To mitigate parental concerns, office staff set aside a phone in a small conference room that students could use to reach their parents when necessary, she said. Students caught using their mobile phones had them confiscated until the end of the day for a first offense or until a parent could retrieve the device after repeated offenses, Horobin added.

Annie Bamberger, whose daughter attends a North Clackamas middle school, said she had concerns about the cost of the Yondr pouches and the chance that students would lose them or simply figure out how to get around the locking mechanism.

“We should trust the kids to learn to monitor themselves a little more,” Bamberger said. “No one is learning by locking a phone in a pouch. Kids have to learn to manage their impulse control during the day and if they don’t, some kind of discipline is more effective than just putting them in a pouch.”

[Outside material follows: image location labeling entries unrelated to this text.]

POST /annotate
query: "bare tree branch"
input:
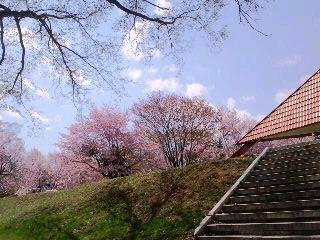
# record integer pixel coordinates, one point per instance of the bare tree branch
(19, 74)
(3, 47)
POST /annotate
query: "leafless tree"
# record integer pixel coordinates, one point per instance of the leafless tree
(80, 40)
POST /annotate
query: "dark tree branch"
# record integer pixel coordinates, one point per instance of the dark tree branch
(19, 74)
(246, 16)
(3, 47)
(141, 15)
(155, 5)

She’d rather see the money spent on “hiring humans to help guide kids with emotional development,” Bamberger added.

North Clackamas did two separate surveys, including one to which 805 high schoolers responded, before deciding to buy the Yondr pouches. Eighty-six percent of the high schoolers surveyed said they used their phones for non-instructional purposes during the school day, with 49% and 47%, respectively, saying they thought their phone use had negatively impacted their grades and their mental health.

In Portland Public Schools, where a school board subcommittee is also discussing potential districtwide action on device usage, 100% of the 43 staff members at Benson High School who responded to a survey on student cellphone use said they had concerns about the impacts on students’ mental and physical health, including anxiety, depression and lack of sleep. Eighty percent said they felt unsupported by the school’s administration when trying to enforce the current “off and away” policy.

Some students may be less enthusiastic. A student-backed petition opposing Grant High’s move to purchase Yondr pouches has gathered over 1,000 signatures.